Considering the total amino acids as protein Trifolium repens contained the highest amount of protein followed by Coreopsis drummondii, Erigeron annus and Oenothera biennis. Altogether seventeen amino acids were detected and estimated. Tryptophan was not recovered because of the entire degradation of it by acid hydrolysis. Except for tryptophan, all the essential amino acids demonstrated by de Groot (1953) for honey bees were present in the studied pollen. Among the essential amino acids, leucine was found predominating in the case of Trifolium repens which was in agreement with previous reports for oak and hardy kiwi pollen (Ghosh and Jung, 2017, Yang et al., 2013; Human and Nicolson, 2006). The reverse was found true for the other three studied pollen in which lysine was found higher followed by leucine. Lysine plays a very important role in honey bee physiology. Fortification of pollen substitute with DL lysine and methionine significantly raised the size of the fat body (Rogala and Szymaś, 2004). Further, the highest counts of haemocytes in haemolymph were recorded for bees which received pollen substitute supplemented with L isomers of methionine, lysine, histidine and threonine (Rogala and Szymaś, 2004). The next amino acid predominated was arginine. Honey bee larvae fed with L-arginine- and abscisic acid-supplemented diet was found to enhance the fitness via nitric oxide and granulocyte immune response (Negri et al., 2017). On the other hand, non-essential amino acids are also worthy. Among the non-essential amino acid, glutamic acid and proline was found predominating which is in agreement with other reports (McCaughey et al., 1980). Proline is used as fuel for flight in insects including honey bees. Also, proline helps in increasing cold hardiness (Mollaei et al., 2013). Although the amino acid content of the studied pollens varied the distribution was almost similar.
Conclusion
The amount of pollen collections were found to exhibit the relation to the colony’s need which was indicated by the number of larval and adult bees present in the hive. Further, the results revealed that honey bees foraged the pollens with higher protein content. However, protein and amino acid is not the only component responsible for the well-being of the honey bee and thus exploring the interaction with other nutrients especially macronutrients is also important in the context.
Materials and methods
Pollen collection by honey bee colony
We have recruited three different healthy honey bee (Apis mellifera) colonies from the experimental apiary of Andong National University. The no. 1 colony contained 2 brood frames of developing larvae and the no. 2 colony consisted with 3 frames with brood, while no. 3 contained 4 brood frames. Queens were sourced from the same breeding line and requeened in autumn in the previous year. Honey bee colonies were placed in a landscape with floral resources like Trifolium repens, Erigeron annus, Oenothera biennis, Coreopsis drummondii, Diaanthus chinensis, Akebia quinata, etc. in the month of June 2017. We observed the amount of pollen collection in five different times, i.e. 7 am, 10 am, 1 pm, 3 pm and 5 pm on the consecutive three dates 6th, 7th and 8th of the month. Further, we sorted the bee collected pollen according to their floral origin. In order to understand the environmental conditions favouring honey bee foraging activities we recorded the temperature and precipitation during the foraging time of each day.
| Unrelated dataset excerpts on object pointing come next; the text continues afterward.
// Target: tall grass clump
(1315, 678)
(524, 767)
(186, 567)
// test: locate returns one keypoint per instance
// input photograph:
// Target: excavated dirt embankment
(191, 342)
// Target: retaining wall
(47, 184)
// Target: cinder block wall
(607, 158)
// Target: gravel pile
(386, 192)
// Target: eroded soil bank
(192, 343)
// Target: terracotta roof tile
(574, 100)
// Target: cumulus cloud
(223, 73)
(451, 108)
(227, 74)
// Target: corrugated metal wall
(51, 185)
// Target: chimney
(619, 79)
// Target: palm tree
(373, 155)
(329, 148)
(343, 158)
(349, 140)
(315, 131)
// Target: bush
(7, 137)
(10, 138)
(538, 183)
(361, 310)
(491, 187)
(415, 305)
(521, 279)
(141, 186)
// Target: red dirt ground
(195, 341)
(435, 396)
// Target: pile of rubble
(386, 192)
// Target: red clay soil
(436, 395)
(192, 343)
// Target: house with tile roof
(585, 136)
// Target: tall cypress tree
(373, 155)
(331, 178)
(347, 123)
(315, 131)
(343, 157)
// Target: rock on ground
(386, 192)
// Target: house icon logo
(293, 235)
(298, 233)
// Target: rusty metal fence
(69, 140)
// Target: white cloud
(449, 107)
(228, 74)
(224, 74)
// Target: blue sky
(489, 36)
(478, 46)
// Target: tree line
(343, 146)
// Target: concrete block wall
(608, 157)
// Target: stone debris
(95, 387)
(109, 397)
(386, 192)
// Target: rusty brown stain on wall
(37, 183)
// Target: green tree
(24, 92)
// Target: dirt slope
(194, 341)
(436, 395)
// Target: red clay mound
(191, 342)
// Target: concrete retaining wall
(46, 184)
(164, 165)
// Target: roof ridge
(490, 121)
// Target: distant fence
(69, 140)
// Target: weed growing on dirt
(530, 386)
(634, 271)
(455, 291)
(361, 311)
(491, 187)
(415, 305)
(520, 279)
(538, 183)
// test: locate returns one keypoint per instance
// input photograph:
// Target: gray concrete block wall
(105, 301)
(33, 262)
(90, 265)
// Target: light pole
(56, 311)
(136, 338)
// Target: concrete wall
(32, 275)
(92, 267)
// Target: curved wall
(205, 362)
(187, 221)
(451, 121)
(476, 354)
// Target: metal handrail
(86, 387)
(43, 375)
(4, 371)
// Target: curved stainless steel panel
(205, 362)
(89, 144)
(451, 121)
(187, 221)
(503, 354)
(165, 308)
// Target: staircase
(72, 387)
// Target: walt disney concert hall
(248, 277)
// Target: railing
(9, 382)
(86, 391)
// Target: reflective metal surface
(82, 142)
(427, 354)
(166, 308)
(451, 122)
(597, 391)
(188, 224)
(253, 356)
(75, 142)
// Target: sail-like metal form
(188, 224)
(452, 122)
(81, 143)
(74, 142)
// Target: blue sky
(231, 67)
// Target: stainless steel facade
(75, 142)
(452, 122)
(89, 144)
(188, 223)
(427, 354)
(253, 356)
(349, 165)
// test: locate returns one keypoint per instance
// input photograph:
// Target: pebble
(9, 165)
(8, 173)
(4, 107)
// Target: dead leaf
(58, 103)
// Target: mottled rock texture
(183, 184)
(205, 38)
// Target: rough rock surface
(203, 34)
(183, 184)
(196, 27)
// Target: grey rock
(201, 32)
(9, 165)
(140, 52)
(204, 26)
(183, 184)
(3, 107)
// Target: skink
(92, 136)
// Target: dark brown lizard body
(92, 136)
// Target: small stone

Scanning electron microscopy study
The pollens were identified based on their SEM study. We mounted pollen samples on the SEM stubs and sputter coated with gold, using Cressington Sputter coater 108 Auto. Specimens were examined and photographed obtained using Hitachi S-2500C SEM instrument in the public laboratory of Andong National University.
Amino acid analysis of the bee collected pollen
Following the standard procedure of AOAC (1990) we estimated the amino acid composition of the bee collected pollen. The samples were analysed on an as-is basis. Firstly, the pollen samples were undergone hydrolysis process in 6 N hydrochloric acid (HCl) at 110 °C for 24 h followed by the reconstitution of the samples with physiological buffer (0.12 N, pH 2.2) and analysed by the amino acid analyser (Sykam, Germany) associated with LCA K07/Li (PEEK column 4.6 × 150 mm) column.
Statistical analysis
Analysis of variance (ANOVA) procedure was used to compare the mean amount of pollen collected by different size of honey bee colonies. The relationship between temperature and pollen collection efficiency was analysed by non-linear regression. Each amino acid content was compared with the minimum requirement value proposed by de Groot (1953) for honey bee development. The statistical analysis was carried out by using SPSS ver. 16.0.
Abbreviations
- SEM:
-
Scanning electron microscope
- ANOVA:
-
Analysis of variance
- DL:
-
Dextro Levo
- SPSS:
-
Statistical Package for Social Sciences
References
Abou-Shaara HF. The foraging behavior of honey bees, Apis mellifera: a review. Veterinarni Medicina. 2014;59:1–10.
Alaux C, Ducloz F, Crauser D, Conte YL. Diet effects on honeybee immunocompetence. Biol Lett. 2010;6:562–5 https://doi.org/10.1098/rsbl.2009.0986.
AOAC. AOAC Official methods of analysis, 15th edition. 1990.
Behmer ST. Insect herbivore nutrient regulation. Annu Rev Entomol. 2009;54:165–87.
Bilisik A, Cakmak I, Bicakci A, Malyer H. Seasonal variation of collected pollen loads of honeybees (Apis mellifera L. anatoliaca). Grana. 2008;47, 70:–77.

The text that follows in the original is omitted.